Daigotsu Hasuko

Fuera hace frío, pero aquí dentro no se está mucho mejor. De unas raíces gotea agua, que se filtra por el suelo
debido al diluvio que hay fuera.
Empiezo a no sentirme los dedos ni la nariz. Me acurruco abrazándome las rodillas para poder entrar en calor.
Mi mente quería evadirse… la dejé…
-"¡Hansako-chan! ¡¿Cuántas veces te he dicho que no te subas a los árboles?!" – La voz de Atsuko me
reconfortaba, aunque sólo sonara en mi mente, incluso me saco una sonrisa de medio lado al recordar el día de esa
regañina.
Había aprendido un nuevo hechizo y lo había estado practicando en la pradera. Algo había salido mal e incendie
gran parte de la ropa que Atsuko había colgado hacia nada. Aunque intenté sofocarlo el fuego era ya demasiado
potente para mi escaso poder así que sólo pudo ser sofocado gracias al trabajo de los heimin que estaban
trabajando la tierra…
-“¡¡¡Tiene que estar por aquí!!!”-
El grito del samurai cangrejo me devolvió a la realidad como si me hubiera dado un buen golpe con su tetsubo.
Automáticamente me acurruqué más y cerré los ojos con fuerza. Deseabas estar otra vez en casa, seca y calentita,
no en ese agujero debajo de la tierra oscura y tenebrosa. Las Tierras Sombrias la habían llamado y cuanta razón…
Sentí como un sollozo subía por mi garganta. Intenté poder cortarlo, pero las lágrimas inundaron mis ojos sin que
yo pudiera hacer nada.
“Quiero volver a casa, quiero volver a casa” No hacia más que repetir en mi mente
esa frase una y otra vez, pero sabia que eso era imposible.
Había sido expulsada de tierras Fénix. Me habían condenado al destierro por buscar (y encontrar) conocimientos
prohibidos.
“Hemos sido magnánimos” me dijeron “ Sólo te desterramos, debido a que no hay signo alguno de mancha
en ti”.
Hubiera preferido que me mataran… pero no lo habían hecho y allí estaba yo ahora, escondida, escapando de una
patrulla de cangrejos para que no me cogieran y me mataran…

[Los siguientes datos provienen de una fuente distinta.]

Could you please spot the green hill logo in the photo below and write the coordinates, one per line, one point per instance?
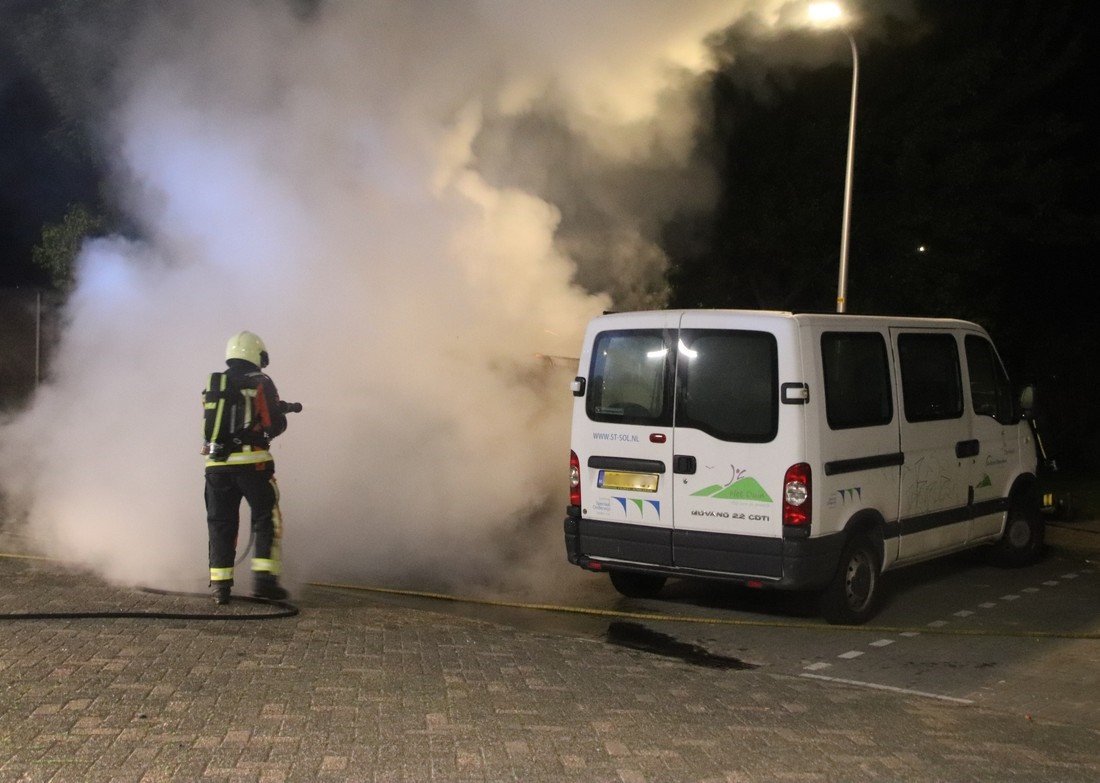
(740, 488)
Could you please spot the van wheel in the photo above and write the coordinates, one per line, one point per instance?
(634, 585)
(851, 597)
(1024, 530)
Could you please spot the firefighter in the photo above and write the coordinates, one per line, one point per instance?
(239, 465)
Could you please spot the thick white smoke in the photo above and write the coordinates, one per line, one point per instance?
(311, 177)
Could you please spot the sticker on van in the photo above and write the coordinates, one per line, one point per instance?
(740, 487)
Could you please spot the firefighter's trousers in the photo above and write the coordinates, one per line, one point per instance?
(224, 488)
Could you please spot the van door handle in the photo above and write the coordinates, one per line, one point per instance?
(967, 449)
(684, 464)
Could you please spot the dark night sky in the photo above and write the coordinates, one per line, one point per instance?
(39, 177)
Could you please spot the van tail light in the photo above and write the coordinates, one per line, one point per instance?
(798, 497)
(574, 480)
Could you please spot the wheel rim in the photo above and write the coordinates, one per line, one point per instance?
(859, 581)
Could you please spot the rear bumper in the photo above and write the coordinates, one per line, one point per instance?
(773, 562)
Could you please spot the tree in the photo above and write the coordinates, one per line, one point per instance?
(61, 244)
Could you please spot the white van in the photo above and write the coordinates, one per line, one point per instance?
(793, 451)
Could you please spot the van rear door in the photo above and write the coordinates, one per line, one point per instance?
(728, 459)
(623, 438)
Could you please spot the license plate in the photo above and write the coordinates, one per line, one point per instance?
(623, 480)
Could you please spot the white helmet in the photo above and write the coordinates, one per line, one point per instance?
(249, 346)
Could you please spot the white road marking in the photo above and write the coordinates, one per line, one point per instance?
(891, 688)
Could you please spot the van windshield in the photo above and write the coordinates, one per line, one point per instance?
(629, 379)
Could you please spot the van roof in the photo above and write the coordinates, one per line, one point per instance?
(814, 317)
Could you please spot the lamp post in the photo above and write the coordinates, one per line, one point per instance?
(829, 14)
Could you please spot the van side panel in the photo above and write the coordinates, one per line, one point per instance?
(935, 494)
(854, 408)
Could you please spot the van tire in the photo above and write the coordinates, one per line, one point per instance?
(1024, 530)
(851, 597)
(635, 585)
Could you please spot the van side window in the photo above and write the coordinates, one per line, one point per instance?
(628, 382)
(990, 392)
(857, 379)
(728, 384)
(930, 376)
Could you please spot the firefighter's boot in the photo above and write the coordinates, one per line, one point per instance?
(265, 585)
(220, 592)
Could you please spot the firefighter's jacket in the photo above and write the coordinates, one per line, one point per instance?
(260, 419)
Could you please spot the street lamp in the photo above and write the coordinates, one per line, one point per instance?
(829, 14)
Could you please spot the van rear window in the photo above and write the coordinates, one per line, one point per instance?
(629, 379)
(728, 384)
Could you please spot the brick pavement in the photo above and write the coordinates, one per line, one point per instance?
(351, 690)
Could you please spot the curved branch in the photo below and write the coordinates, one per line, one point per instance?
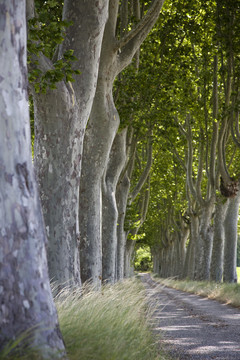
(129, 44)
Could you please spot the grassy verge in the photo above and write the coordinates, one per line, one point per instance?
(112, 324)
(226, 293)
(108, 325)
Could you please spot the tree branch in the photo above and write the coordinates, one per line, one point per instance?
(129, 44)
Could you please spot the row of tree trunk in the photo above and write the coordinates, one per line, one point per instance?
(83, 166)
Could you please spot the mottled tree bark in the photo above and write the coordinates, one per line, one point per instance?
(26, 302)
(230, 248)
(204, 244)
(116, 162)
(104, 121)
(60, 121)
(216, 270)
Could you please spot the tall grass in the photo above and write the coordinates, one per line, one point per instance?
(223, 292)
(112, 324)
(108, 325)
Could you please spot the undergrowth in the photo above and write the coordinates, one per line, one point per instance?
(108, 325)
(111, 324)
(223, 292)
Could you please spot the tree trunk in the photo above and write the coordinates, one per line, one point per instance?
(56, 151)
(102, 127)
(25, 293)
(216, 271)
(204, 248)
(230, 249)
(129, 258)
(189, 264)
(110, 212)
(60, 120)
(122, 196)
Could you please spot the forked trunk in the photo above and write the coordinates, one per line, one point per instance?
(216, 272)
(25, 295)
(109, 206)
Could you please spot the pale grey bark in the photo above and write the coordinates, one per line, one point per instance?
(204, 243)
(26, 302)
(189, 265)
(116, 162)
(230, 248)
(60, 120)
(130, 243)
(122, 198)
(103, 124)
(216, 271)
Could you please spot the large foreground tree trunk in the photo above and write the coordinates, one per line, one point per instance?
(102, 127)
(60, 120)
(25, 294)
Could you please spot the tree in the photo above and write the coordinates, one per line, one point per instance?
(61, 115)
(25, 293)
(118, 49)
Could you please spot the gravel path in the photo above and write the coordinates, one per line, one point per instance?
(192, 327)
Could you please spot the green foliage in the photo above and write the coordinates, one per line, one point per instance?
(143, 259)
(45, 33)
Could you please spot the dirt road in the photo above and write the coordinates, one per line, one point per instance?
(193, 327)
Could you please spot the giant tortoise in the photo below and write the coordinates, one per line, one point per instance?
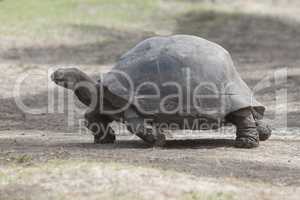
(177, 81)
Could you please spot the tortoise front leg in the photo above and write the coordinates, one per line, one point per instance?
(99, 125)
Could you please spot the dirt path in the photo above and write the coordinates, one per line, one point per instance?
(260, 46)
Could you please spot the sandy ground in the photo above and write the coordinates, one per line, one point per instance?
(202, 162)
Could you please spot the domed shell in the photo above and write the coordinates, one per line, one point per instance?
(182, 75)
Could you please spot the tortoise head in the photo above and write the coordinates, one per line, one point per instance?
(67, 77)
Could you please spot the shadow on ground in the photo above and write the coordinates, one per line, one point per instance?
(256, 42)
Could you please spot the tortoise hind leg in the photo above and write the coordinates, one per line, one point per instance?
(150, 134)
(263, 130)
(246, 130)
(99, 125)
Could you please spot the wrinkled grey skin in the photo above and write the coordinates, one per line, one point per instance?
(160, 60)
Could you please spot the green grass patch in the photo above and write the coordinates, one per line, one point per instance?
(48, 17)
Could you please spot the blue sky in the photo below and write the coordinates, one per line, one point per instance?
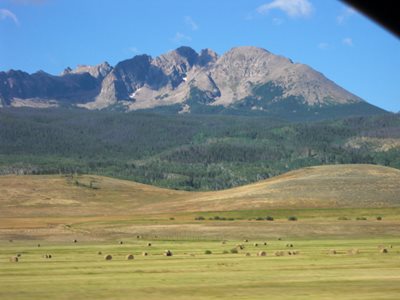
(341, 43)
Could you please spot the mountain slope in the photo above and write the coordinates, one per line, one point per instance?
(244, 80)
(331, 186)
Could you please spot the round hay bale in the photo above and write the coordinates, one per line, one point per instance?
(167, 253)
(262, 253)
(240, 246)
(353, 251)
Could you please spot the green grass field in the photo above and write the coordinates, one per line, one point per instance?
(77, 271)
(336, 208)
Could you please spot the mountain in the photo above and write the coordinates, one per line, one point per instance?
(244, 80)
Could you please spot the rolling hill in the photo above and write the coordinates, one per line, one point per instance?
(333, 186)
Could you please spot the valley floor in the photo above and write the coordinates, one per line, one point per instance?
(77, 271)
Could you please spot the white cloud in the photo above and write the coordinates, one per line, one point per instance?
(323, 45)
(180, 37)
(347, 13)
(191, 23)
(348, 42)
(5, 13)
(277, 21)
(293, 8)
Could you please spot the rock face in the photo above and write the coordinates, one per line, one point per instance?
(244, 79)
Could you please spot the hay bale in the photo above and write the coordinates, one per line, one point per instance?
(167, 253)
(14, 259)
(353, 251)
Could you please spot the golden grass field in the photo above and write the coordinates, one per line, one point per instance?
(336, 208)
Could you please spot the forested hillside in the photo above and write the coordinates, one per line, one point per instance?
(187, 152)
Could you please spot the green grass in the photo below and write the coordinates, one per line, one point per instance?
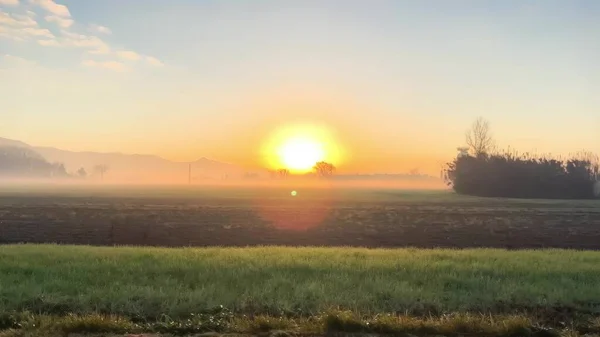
(150, 282)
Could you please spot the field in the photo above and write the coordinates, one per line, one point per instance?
(316, 217)
(273, 288)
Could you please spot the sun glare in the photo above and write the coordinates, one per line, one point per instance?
(299, 147)
(300, 154)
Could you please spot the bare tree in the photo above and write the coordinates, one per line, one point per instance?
(101, 169)
(324, 169)
(479, 138)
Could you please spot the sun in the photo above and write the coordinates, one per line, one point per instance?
(300, 154)
(298, 147)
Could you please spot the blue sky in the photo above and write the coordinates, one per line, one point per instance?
(399, 81)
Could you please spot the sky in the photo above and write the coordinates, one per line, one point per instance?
(395, 82)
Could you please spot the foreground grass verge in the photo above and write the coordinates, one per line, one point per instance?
(148, 283)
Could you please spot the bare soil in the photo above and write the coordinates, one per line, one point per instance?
(298, 222)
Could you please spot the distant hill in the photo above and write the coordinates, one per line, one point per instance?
(12, 143)
(131, 167)
(17, 161)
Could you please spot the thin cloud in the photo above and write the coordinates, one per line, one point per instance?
(9, 2)
(49, 43)
(128, 55)
(94, 44)
(154, 61)
(16, 20)
(15, 60)
(60, 21)
(100, 29)
(53, 7)
(38, 32)
(111, 65)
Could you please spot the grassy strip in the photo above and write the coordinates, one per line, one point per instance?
(149, 282)
(330, 323)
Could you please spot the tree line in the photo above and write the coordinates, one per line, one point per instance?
(480, 169)
(321, 169)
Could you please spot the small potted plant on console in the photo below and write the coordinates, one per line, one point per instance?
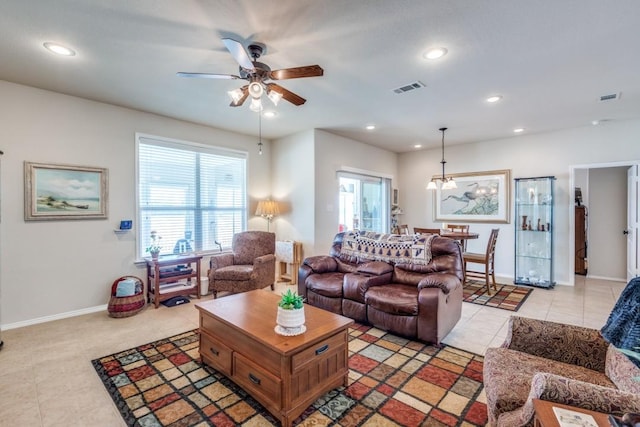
(290, 319)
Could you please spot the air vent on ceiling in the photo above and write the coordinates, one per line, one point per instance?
(610, 97)
(409, 87)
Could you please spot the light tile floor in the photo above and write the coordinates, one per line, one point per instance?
(46, 378)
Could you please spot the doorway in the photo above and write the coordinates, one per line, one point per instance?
(606, 202)
(363, 203)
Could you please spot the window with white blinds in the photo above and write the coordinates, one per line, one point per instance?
(193, 196)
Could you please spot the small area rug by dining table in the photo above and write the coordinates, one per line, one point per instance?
(393, 381)
(507, 297)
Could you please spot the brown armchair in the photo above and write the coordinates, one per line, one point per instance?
(561, 363)
(251, 264)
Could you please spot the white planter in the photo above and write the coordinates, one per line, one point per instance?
(290, 319)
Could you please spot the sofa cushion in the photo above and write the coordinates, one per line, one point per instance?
(234, 272)
(375, 267)
(321, 264)
(508, 375)
(394, 299)
(327, 284)
(622, 371)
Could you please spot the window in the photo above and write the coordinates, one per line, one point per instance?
(364, 202)
(193, 196)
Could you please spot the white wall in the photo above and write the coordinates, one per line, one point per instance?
(607, 219)
(333, 153)
(526, 156)
(50, 268)
(293, 182)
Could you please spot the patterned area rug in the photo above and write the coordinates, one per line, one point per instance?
(392, 382)
(508, 297)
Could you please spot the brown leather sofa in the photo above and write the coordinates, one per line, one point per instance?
(418, 298)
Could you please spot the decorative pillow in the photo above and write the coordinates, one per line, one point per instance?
(368, 246)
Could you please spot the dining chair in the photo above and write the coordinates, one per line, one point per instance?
(486, 259)
(419, 230)
(458, 228)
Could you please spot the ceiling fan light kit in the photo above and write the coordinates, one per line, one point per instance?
(258, 75)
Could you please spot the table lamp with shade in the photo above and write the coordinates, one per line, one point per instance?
(268, 209)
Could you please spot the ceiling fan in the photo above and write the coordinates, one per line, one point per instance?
(258, 75)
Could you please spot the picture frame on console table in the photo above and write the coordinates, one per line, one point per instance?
(64, 192)
(479, 197)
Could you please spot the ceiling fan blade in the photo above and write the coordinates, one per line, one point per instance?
(208, 75)
(245, 94)
(297, 72)
(239, 53)
(288, 95)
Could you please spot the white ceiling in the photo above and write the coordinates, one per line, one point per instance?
(551, 60)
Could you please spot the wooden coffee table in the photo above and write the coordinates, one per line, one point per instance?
(285, 374)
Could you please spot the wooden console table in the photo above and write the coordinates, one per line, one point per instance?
(171, 276)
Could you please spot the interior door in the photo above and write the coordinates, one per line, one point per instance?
(633, 219)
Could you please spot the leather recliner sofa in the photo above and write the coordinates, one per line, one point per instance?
(410, 285)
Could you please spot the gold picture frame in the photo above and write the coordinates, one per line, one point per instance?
(64, 192)
(479, 197)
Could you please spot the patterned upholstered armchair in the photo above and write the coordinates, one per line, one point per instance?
(251, 265)
(560, 363)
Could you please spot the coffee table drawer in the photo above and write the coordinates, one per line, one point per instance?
(215, 353)
(257, 381)
(319, 351)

De repente una mano grande, muy grande, entró por el agujero de entrada de la pequeña cueva, me cogió por el
tobillo y empezó a tirar con fuerza para fuera.
“¡Aquí esta! ¡La he encontrado!" –Grito una voz dura fuera de la cueva.
-“no, no, no, no, no” –Empecé a decir inconscientemente mientras buscaba desesperadamente algo para poder
cogerme y así no me pudiera sacar del pequeño refugio que me ofrecía esa cueva.
Encontré unas raíces más fuertes y me agarre a ellas, pero lo único que conseguí fue alargar un poco mas el
tiempo y hacerme pequeñas raspaduras en las manos que sangraban y escocían.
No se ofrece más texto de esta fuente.